Universal vaccination would most likely result in substantial reductions in morbidity and healthcare costs in Taiwan. At a price of US$20 per dose, vaccination with RV5 is likely to be cost-saving from the healthcare and societal perspectives. Although vaccination may not be cost saving at prices ranging from US$25–30 per dose from the healthcare perspective, a pentavalent rotavirus vaccination program is likely to reduce the healthcare burden associated with rotavirus gastroenteritis at a cost per QALY ratio within the range defined as cost-effective.

Transparency

Declaration of funding

This study was funded by Merck & Co., Inc., North Wales, Pennsylvania, USA.

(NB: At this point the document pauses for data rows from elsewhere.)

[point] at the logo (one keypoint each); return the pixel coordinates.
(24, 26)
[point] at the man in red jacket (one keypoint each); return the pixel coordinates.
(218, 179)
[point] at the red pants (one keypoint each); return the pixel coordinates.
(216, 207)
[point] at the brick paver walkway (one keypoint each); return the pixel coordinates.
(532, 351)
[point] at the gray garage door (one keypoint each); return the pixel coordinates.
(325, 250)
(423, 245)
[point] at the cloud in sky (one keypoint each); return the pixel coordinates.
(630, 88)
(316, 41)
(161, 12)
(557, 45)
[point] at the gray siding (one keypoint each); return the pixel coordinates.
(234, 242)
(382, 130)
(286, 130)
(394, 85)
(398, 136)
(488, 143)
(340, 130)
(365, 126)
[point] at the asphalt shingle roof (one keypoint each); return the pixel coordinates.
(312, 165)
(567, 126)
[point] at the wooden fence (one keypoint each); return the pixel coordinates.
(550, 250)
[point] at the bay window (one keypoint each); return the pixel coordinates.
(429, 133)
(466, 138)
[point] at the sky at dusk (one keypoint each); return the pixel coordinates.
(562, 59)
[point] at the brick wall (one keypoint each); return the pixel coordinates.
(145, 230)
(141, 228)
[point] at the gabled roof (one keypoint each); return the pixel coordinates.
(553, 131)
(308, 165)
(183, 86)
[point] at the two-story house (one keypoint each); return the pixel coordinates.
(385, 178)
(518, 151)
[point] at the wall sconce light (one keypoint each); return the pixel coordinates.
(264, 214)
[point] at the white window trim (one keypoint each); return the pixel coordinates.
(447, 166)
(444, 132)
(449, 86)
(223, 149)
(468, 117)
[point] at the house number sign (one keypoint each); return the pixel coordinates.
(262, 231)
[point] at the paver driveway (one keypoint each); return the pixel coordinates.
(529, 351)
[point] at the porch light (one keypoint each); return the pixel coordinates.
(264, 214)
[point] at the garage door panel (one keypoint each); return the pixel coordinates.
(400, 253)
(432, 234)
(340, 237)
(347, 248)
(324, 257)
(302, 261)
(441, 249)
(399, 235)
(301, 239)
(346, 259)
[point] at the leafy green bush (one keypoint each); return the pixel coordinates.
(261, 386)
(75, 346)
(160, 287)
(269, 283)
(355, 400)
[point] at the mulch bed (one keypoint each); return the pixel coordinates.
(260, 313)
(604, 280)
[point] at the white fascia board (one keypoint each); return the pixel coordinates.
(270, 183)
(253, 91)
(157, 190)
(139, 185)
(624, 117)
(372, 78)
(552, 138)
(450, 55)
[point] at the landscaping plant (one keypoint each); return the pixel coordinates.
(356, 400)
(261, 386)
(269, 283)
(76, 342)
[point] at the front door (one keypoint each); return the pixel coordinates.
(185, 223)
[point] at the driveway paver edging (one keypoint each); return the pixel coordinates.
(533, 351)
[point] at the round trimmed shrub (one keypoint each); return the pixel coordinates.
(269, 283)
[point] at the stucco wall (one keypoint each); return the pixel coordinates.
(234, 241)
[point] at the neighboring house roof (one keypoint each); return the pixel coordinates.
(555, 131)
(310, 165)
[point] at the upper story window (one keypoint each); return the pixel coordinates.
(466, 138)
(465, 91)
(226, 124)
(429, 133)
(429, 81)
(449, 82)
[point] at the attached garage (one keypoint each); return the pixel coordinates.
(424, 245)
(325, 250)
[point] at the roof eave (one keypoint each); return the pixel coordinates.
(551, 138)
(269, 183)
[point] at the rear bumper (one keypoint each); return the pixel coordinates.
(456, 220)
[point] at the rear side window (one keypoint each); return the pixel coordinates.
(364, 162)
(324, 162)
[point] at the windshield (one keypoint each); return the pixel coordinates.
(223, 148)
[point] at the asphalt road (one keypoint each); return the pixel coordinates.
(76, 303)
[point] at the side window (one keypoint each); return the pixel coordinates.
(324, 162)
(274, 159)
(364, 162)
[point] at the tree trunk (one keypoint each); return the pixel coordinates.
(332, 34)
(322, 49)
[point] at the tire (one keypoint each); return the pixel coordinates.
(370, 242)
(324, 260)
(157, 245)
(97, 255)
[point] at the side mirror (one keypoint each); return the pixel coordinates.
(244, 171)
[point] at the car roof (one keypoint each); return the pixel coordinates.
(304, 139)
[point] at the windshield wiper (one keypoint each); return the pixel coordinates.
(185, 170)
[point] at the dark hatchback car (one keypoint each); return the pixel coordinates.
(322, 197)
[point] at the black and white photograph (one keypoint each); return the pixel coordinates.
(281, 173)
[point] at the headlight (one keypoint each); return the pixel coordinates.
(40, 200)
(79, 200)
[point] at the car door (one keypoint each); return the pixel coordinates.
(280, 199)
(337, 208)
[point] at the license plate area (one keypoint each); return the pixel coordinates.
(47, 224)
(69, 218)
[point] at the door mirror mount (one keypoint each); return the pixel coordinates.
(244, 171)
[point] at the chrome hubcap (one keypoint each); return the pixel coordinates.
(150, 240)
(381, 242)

Declaration of financial/other relationships

R.F.I., A.C.E., and J.R.C. are employees of and own Merck & Co. stock. C.L. is an employee of MSD, Taipei, Taiwan. P.Y.C. was an investigator who enrolled subjects at the study sites and coordinated the clinic sites for the Mast et al. 2010 study. As an investigator, he was compensated by Merck & Co. for all activities related to the execution of the study.

Acknowledgments

The authors would like to thank Karen Collins of JK Associates, Inc., Conshohocken, PA, for assistance with manuscript preparation on behalf of Merck & Co., Inc.